2.2 Email. We use your Individual Information to provide information about our company and products by email to you. We may maintain separate email lists for different purposes. If you wish to end your email subscription from a particular list, you need to follow the instructions at the end of each email message to unsubscribe from the particular list. We only send email to individuals who have agreed on the Website to receive email from us.

2.3 Storage of Your Individual Information. We store your Individual Information in a database on our computers. Our computers have security measures (such as a firewall) in place to protect against the loss, misuse, and alteration of Individual Information under our control. Notwithstanding such measures, we cannot guarantee that our security measures will prevent our computers from being illegally accessed, and your Individual Information on them stolen or altered.

2.4 Website Display. We use your Technology Information to ensure that content from the Website is presented in the most effective manner for you and for your computer.

2.5 Statistics. We anonymize your Individual Information in order to generate statistical data that, to the extent that anonymized data ceases to be personal data, we may use for a variety of purposes.

 

2.6 Compliance with legal obligation. We may use your Individual Information to comply with our legal obligations.

3. Legal basis of our personal data processing activities under U.S., Canada, and European Data Privacy Laws

When European Data Privacy Laws apply and you are an individual in the EEA, the attached policy will govern Cybin IRL Limited Privacy Notice.
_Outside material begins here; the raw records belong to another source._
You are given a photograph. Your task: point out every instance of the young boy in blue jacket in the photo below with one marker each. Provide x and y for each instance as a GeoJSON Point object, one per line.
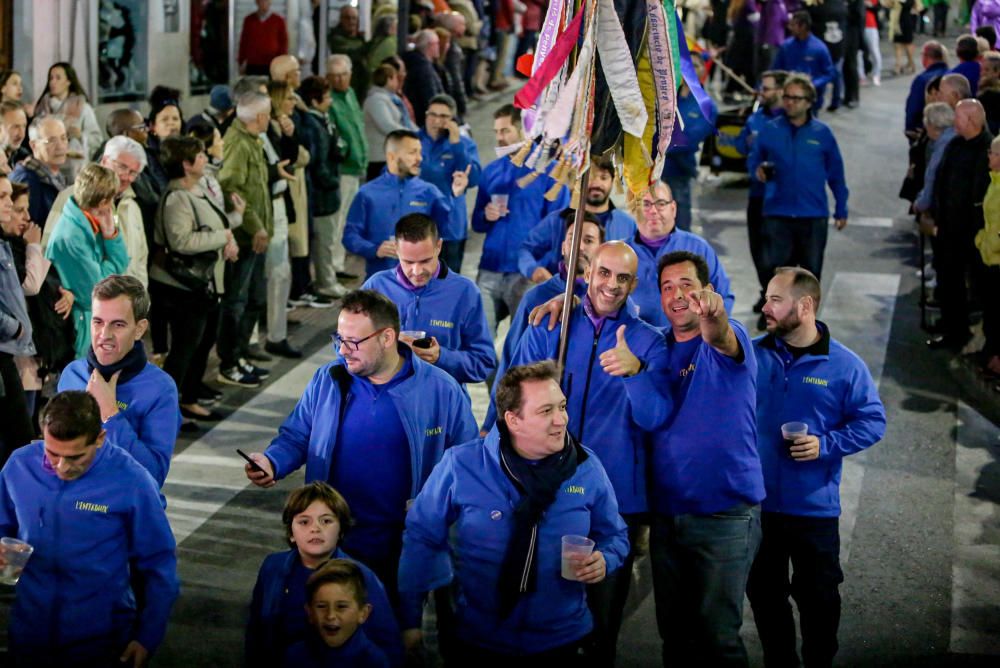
{"type": "Point", "coordinates": [381, 202]}
{"type": "Point", "coordinates": [316, 517]}
{"type": "Point", "coordinates": [338, 610]}
{"type": "Point", "coordinates": [138, 400]}
{"type": "Point", "coordinates": [95, 519]}
{"type": "Point", "coordinates": [438, 301]}
{"type": "Point", "coordinates": [804, 375]}
{"type": "Point", "coordinates": [491, 518]}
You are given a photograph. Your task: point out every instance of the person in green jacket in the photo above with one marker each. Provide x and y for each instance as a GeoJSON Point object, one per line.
{"type": "Point", "coordinates": [347, 115]}
{"type": "Point", "coordinates": [244, 172]}
{"type": "Point", "coordinates": [86, 246]}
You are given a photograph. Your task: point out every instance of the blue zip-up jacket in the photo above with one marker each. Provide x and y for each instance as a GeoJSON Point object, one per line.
{"type": "Point", "coordinates": [435, 413]}
{"type": "Point", "coordinates": [527, 207]}
{"type": "Point", "coordinates": [808, 56]}
{"type": "Point", "coordinates": [609, 414]}
{"type": "Point", "coordinates": [536, 296]}
{"type": "Point", "coordinates": [543, 245]}
{"type": "Point", "coordinates": [471, 500]}
{"type": "Point", "coordinates": [440, 160]}
{"type": "Point", "coordinates": [917, 98]}
{"type": "Point", "coordinates": [358, 652]}
{"type": "Point", "coordinates": [148, 419]}
{"type": "Point", "coordinates": [449, 308]}
{"type": "Point", "coordinates": [377, 208]}
{"type": "Point", "coordinates": [805, 160]}
{"type": "Point", "coordinates": [831, 390]}
{"type": "Point", "coordinates": [647, 292]}
{"type": "Point", "coordinates": [91, 535]}
{"type": "Point", "coordinates": [705, 460]}
{"type": "Point", "coordinates": [264, 627]}
{"type": "Point", "coordinates": [748, 135]}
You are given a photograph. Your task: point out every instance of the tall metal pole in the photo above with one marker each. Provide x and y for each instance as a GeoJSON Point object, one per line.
{"type": "Point", "coordinates": [574, 253]}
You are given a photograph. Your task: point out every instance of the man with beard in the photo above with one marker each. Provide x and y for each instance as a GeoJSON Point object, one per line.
{"type": "Point", "coordinates": [539, 255]}
{"type": "Point", "coordinates": [451, 162]}
{"type": "Point", "coordinates": [506, 212]}
{"type": "Point", "coordinates": [591, 237]}
{"type": "Point", "coordinates": [137, 399]}
{"type": "Point", "coordinates": [614, 376]}
{"type": "Point", "coordinates": [380, 203]}
{"type": "Point", "coordinates": [657, 235]}
{"type": "Point", "coordinates": [706, 481]}
{"type": "Point", "coordinates": [375, 386]}
{"type": "Point", "coordinates": [804, 375]}
{"type": "Point", "coordinates": [442, 303]}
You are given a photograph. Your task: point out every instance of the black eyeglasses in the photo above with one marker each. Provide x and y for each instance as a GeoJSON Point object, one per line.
{"type": "Point", "coordinates": [340, 341]}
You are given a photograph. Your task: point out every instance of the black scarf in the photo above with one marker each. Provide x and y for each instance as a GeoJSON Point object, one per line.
{"type": "Point", "coordinates": [130, 365]}
{"type": "Point", "coordinates": [538, 483]}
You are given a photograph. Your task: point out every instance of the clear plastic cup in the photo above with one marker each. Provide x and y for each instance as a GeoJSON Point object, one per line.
{"type": "Point", "coordinates": [14, 554]}
{"type": "Point", "coordinates": [790, 431]}
{"type": "Point", "coordinates": [574, 550]}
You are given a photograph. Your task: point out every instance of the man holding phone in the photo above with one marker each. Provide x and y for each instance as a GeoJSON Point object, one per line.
{"type": "Point", "coordinates": [434, 299]}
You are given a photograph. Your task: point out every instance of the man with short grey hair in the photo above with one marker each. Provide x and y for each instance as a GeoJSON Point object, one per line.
{"type": "Point", "coordinates": [345, 112]}
{"type": "Point", "coordinates": [244, 172]}
{"type": "Point", "coordinates": [49, 148]}
{"type": "Point", "coordinates": [422, 81]}
{"type": "Point", "coordinates": [126, 158]}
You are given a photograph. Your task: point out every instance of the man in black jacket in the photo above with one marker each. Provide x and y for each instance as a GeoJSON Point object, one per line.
{"type": "Point", "coordinates": [959, 189]}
3.1 Legitimate interests. We are permitted to process your personal data if it is based on our ‘legitimate interests’ i.e. we have good, sensible, practical reasons for processing your personal data which is in our interests. To do so, we have considered the impact on your interests and rights, and have placed appropriate safeguards to ensure that the intrusion on your privacy is reduced as much as possible.

3.2 Legal obligation. We are also permitted to process your personal data every time it is necessary for the purposes of complying with applicable regulatory, accounting and financial rules, health and safety and to make mandatory disclosures to government bodies and law enforcements.

4. Dissemination of Your Individual Information and categories of recipients of personal data.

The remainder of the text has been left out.